How Long Is The Electoral College Meeting? The Dec. 19 Session Varies By State
With the Electoral College vote looming, there are likely many questions regarding the voting process and what exactly happens on Dec. 19. These questions include, among others, queries regarding what the Electoral College meeting agendas consist of, as well as questions on the length of the Electoral College meetings. The Electoral College meetings' agenda and length varies from state-to-state, though these meetings all share some key components.
On Dec. 19, electors from all states plus the District of Columbia will come together in separate meetings (one per state and one for the District) to officially cast their votes for President and Vice President of the United States. Across the country, there are a total of 538 members of the Electoral College voting on Dec. 19.
Electoral College meeting procedures are fairly similar across states. Electors generally come together and meet in their state capitals. Meetings are convened and usually subsequently followed by a roll call and an organization of electors, in which state electoral college officers for the meeting are selected; these officers often include those of president or chairperson and secretary. Typically, after the selection of officers, the casting of ballots for President and Vice President of the United States begins. Electors vote individually and cast separate votes for each office.
Once the electors cast their ballots, votes are tallied and the final vote count for the offices of President and Vice President are announced at the meeting. The electors at each meeting all sign six copies of a certificate of vote, which indicates the number of votes per candidate for President and Vice President. These certificates of vote are then sealed along with a certificate of ascertainment and sent to the President of the U.S. Senate as well as other federal and state offices. Once the votes are certified and sealed, meetings are typically adjourned.
While Electoral College meetings in each state generally follow a format similar to the one described above, there is no universal agenda for state Electoral College meetings and thus no designated time frame.

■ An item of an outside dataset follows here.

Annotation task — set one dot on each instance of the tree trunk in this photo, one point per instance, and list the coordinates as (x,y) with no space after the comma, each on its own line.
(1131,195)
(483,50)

However, in examining various 2012 Electoral College meeting minutes and 2012 C-SPAN recordings, it appears that most are relatively short — typically under an hour. While the network does not yet appear to have released its broadcast schedule for Dec. 19, it is likely that CSPAN will show at least several states' Electoral College votes live, as they did in 2012; these clips should give you a firsthand idea of the length and procedures of the meetings.
The meeting of the joint session of Congress in January, where electoral votes from all states are tallied and announced, is usually similarly short in length. Certificates of votes submitted by each state are typically read, the official total is calculated, and the declaration of President and Vice President is made. In 2012, this entire process took only approximately 20 minutes.
Overall, while the length and exact agenda of Electoral College meetings differs from state-to-state, the meetings are generally short and to-the-point, with the straightforward aim of having electors cast their votes and then certifying and sealing these votes so they can be sent to Congress. If you are interested in seeing how this process unfolds from state-to-state, make sure to tune into television news and online media on Dec. 19 — or even go directly to your state capital — to get a firsthand look at the procedures.